We got back on the road and then headed east to Pollonia, which is another popular area to stay on Milos. It looks far on a map, but it’s only about a 20 minute drive from Trypiti. By now, it was probably around 3-4pm, so we were both ready for “first dinner.” We did a quick search for food recs on TripAdvisor while walking from the car along the beach toward all the restaurants in this quaint little beach town, and landed at Enalion. This is a family run restaurant (which goes for almost all restaurants in Greece from what I gathered;)), and it’s ranked fourth on the island on TripAdvisor, though I’m not sure how much weight reviews really carry in this part of the world. Regardless, we were very satisfied with our meal, the beautiful setting right on the beach, and we enjoyed the company of an adorable kitty who sat sleeping on the wall next to us.
The most entertaining part of our meal, outside of general people watching on the beach, was when a boat cruised up and beached itself on shore in front of all the restaurants, and out came a wetsuit clad spear fisherman with a couple huge sacks of fish.
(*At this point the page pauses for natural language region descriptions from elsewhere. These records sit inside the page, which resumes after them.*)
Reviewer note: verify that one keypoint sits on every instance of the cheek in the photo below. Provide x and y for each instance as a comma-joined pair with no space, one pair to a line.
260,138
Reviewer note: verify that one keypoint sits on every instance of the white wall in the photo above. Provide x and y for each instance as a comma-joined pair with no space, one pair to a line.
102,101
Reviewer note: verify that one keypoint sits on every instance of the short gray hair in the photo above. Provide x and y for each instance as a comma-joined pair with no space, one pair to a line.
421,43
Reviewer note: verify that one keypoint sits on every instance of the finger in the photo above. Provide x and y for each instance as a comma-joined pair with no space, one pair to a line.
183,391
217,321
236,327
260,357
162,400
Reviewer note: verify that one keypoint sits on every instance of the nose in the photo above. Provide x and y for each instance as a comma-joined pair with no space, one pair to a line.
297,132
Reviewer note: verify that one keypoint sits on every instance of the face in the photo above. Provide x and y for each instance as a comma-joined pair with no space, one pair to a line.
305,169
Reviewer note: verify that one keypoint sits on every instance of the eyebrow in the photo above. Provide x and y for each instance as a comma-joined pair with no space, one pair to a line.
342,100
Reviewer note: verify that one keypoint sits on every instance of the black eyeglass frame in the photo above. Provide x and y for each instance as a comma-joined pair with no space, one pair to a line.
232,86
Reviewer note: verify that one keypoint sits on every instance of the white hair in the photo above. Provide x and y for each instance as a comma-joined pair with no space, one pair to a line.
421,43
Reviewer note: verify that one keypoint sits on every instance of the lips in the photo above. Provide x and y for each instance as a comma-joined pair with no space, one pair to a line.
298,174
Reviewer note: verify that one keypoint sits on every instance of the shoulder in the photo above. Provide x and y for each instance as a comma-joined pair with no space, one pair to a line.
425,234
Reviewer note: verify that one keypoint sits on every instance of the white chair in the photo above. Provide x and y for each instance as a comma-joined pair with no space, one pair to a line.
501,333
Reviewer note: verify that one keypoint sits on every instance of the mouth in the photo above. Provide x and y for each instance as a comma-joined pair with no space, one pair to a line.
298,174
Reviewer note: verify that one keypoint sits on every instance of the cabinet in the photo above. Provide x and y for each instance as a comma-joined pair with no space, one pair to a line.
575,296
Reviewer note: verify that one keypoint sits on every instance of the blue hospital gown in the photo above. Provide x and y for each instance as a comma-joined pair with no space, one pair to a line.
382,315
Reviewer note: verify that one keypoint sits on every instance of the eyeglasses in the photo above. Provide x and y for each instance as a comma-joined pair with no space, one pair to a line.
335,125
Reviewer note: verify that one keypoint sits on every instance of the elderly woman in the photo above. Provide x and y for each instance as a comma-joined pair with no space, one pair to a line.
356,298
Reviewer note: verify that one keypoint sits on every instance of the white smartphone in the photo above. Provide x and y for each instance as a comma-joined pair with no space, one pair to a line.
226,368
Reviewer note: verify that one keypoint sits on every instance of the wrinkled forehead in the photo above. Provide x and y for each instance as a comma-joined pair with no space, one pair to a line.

Which he then walked from restaurant to restaurant….in his wetsuit….delivering his catch of the day. I mean, talk about some fresh fish!
If we didn’t have to drive back so soon, we would have loved to check out the Kostantakis Cave Winery. Guess we’ll just have to plan on returning to Milos in the future;)
Back to Adamas
We walked on the beach a bit more after our meal at Enalion, and then headed back to Adamas to start exploring a little there, and then get cleaned up for second dinner;) Of course, when we got back we had the annoyance of dealing with the guy at reception when we returned the rental car, which I discussed earlier. Followed by the odd encounter with the guy behind the bar at the pool. After this, we decided to hang at Lagada Beach and watch the sunset, which would have been even more relaxing with an adult beverage in hand, but that’s neither here nor there.
After getting cleaned up for the evening, we set out on foot to grab a bite to eat along the harbor. I ended up skipping ‘second dinner’ and instead opted for the most amazing dessert of my life at Milors Cafe, which serves some seriously delectible waffle desserts. My order was pretty obnoxious, but I devoured every single bite. I also enjoyed, probably a bit too much, delightful greek wine.
Milos definitely has a season, and as we were there for the tail end of it in August, it wasn’t overly bustling and really quite pleasant. We appreciated this aspect even more after we left Milos and arrived in Santorini, but I’ll get to that in a future diary on that topic.
Relaxing along the promenade sipping wine was the perfect ending to a full day. It was crazy to think that our day had started in Athens waking up to an early morning alarm. It already felt like it had been forever since we were in Athens. Funny how that happens when traveling.